My pet project: Habit.am
Habit is a wordless journaling app. It has some paid users but it's still in the side-project category for me. My goal is to tweak it until it creates so much value people share it out organically. That isn't happening yet, so it's a great place to be, with a lot of potential for learning. It's a challenging/tricky market, but it's been a labor of love. Can I take this thing, journaling, and make it easy to be consistent with? It's an interesting challenge so it's always pushing me to think in new ways.
The current version is a tool I use myself for emotional regulation. It guides you through a short check-in (like a quiz) about how you're feeling and why, digging deep for 7 questions, and at the end you get an AI-generated insight. It's cute, it's light, and on hard days, it's a lifesaver.


The quiz starts by selecting a random question from a pre-generated set I created. Some ask you how you're feeling, some give you a list of emotions to pick from, and some ask you to think about your "battery level."
I decided to talk with my codebase about these questions because we've gone through several iterations.
My first prompt was very instructive, but I knew I was just thinking about this, so I stuck to "Ask mode." Ask helps you understand the context and sometimes it helps me organize my own thoughts before giving clear instructions.
[Ask Mode] I want to revert the "initial" questions to what they were before. they were better.
My AI buddy went through my git history and found a set of previous questions we used. But they weren't the ones I liked.
[Ask Mode] no i think the good questions were even further back
It found the ones I liked, but it found a bunch more. I realized that I wasn't really sure which ones were the best. I had a gut feeling from using my own product. I thought, "well, which ones were so good that people finished the experience?" If they are picked at random, and they are equal in quality, we should have an even distribution (but I bet we don't.) I knew personally I was more likely to complete a check-in if an easy-to-answer question was first.
[Ask Mode] can you look at the checkin data in firebase and figure out which of these initial questions led to more completed checkins historically?
I then gave it some guidance about my Database, and how some of the older data had been moved to a collection I renamed with _old at the end. So we talked a bit until the script was good. Then we proceeded:
[Agent Mode] write that node script to run the analysis

The result showed something I suspected: the easy "How are you feeling?" question was more likely to not have drop offs. I went back and forth with my AI Buddy to make sure the data sourcing was correct, doing some sense-checking on the data, returning it in different formats (count instead of percent) and poking holes to make sure it meant what I thought it meant. I also filtered the data by when only the original 5 questions were available (and connected it to a particular commit/deployment), and we saw that How are you feeling outperformed the 2nd best question by 3x.
The next step was clear:
[Agent Mode] Lets make the initial question always this one:
"How are you?" (old starter from the pre-refactor journal) used a fixed list of phrases, e.g.:
"Doing well", "Feeling really good", "Feeling okay", "Neutral", "Numb", "Calm", "Hanging in there", "Feeling mixed", "Feeling some intense feelings", "Having a tough time", "Overwhelmed", "Feeling incredible", "Not sure", "Something else".
let's remove "something else" as an option and add a few more options if they request them.
Then I had to review, test, tweak, make sure the additional options sounded good and the list was comprehensive. The big win today wasn't that it wrote the code to change the initial question, it was that together we were able to look at how the app was wired (historically) and how it performed in regard to this specific feature during different versions.
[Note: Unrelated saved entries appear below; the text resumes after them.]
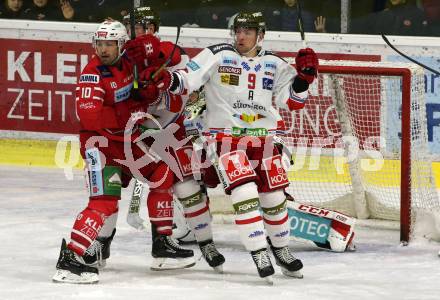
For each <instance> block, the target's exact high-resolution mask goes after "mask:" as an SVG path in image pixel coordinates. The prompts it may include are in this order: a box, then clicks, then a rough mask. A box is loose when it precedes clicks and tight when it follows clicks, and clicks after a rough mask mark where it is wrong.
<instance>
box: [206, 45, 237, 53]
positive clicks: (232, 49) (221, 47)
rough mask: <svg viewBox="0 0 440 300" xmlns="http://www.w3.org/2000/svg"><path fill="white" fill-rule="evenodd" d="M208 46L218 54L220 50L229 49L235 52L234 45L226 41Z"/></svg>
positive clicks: (212, 51) (210, 48)
mask: <svg viewBox="0 0 440 300" xmlns="http://www.w3.org/2000/svg"><path fill="white" fill-rule="evenodd" d="M207 48H208V49H209V50H211V52H212V53H213V54H217V53H219V52H221V51H227V50H229V51H233V52H235V49H234V47H232V45H231V44H226V43H222V44H217V45H212V46H209V47H207Z"/></svg>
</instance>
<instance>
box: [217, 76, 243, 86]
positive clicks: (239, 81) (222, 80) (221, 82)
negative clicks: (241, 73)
mask: <svg viewBox="0 0 440 300" xmlns="http://www.w3.org/2000/svg"><path fill="white" fill-rule="evenodd" d="M220 81H221V83H223V84H229V85H236V86H238V85H239V82H240V77H239V76H238V75H234V74H221V75H220Z"/></svg>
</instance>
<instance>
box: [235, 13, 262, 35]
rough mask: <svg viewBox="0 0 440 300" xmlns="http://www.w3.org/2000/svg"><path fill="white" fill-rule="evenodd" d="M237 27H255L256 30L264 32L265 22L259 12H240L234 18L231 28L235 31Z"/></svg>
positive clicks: (237, 27) (260, 31) (250, 27)
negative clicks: (252, 12)
mask: <svg viewBox="0 0 440 300" xmlns="http://www.w3.org/2000/svg"><path fill="white" fill-rule="evenodd" d="M239 27H245V28H255V29H257V31H258V32H263V33H264V32H265V31H266V22H265V21H264V17H263V14H262V13H261V12H253V13H248V12H240V13H238V15H236V16H235V18H234V27H233V30H234V31H235V30H236V29H237V28H239Z"/></svg>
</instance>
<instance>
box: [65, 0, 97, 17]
mask: <svg viewBox="0 0 440 300" xmlns="http://www.w3.org/2000/svg"><path fill="white" fill-rule="evenodd" d="M99 2H102V1H87V0H60V7H61V12H62V14H63V17H64V20H67V21H76V22H98V20H97V18H96V11H97V8H98V4H99Z"/></svg>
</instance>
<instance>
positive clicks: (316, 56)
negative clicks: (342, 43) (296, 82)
mask: <svg viewBox="0 0 440 300" xmlns="http://www.w3.org/2000/svg"><path fill="white" fill-rule="evenodd" d="M295 63H296V71H297V72H298V76H299V78H301V79H304V80H306V81H307V82H308V83H309V84H311V83H312V82H313V80H315V77H316V76H317V75H318V67H319V62H318V56H316V53H315V51H313V49H312V48H305V49H300V50H299V51H298V54H297V55H296V57H295Z"/></svg>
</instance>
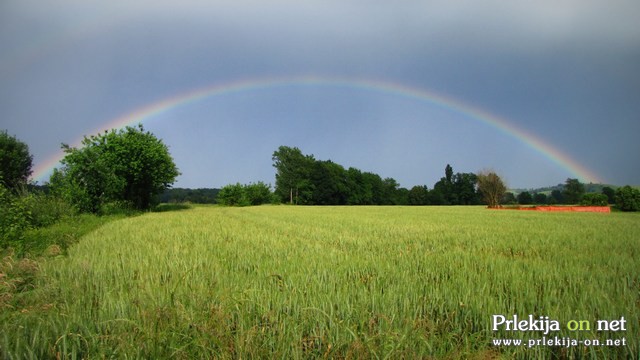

Another day, another small improvement, and a big insight I got from just speaking with my codebase. The workflow win isn't even that the AI wrote the analysis script for me (as well as 12 additional ones I requested to sense-check the data) but that I didn't have to context switch between thinking about which question performed best and writing a script, looking at the database, looking at the dates on my git commits. It was able to translate all these things that are dated into a coherent timeline and the data alongside it.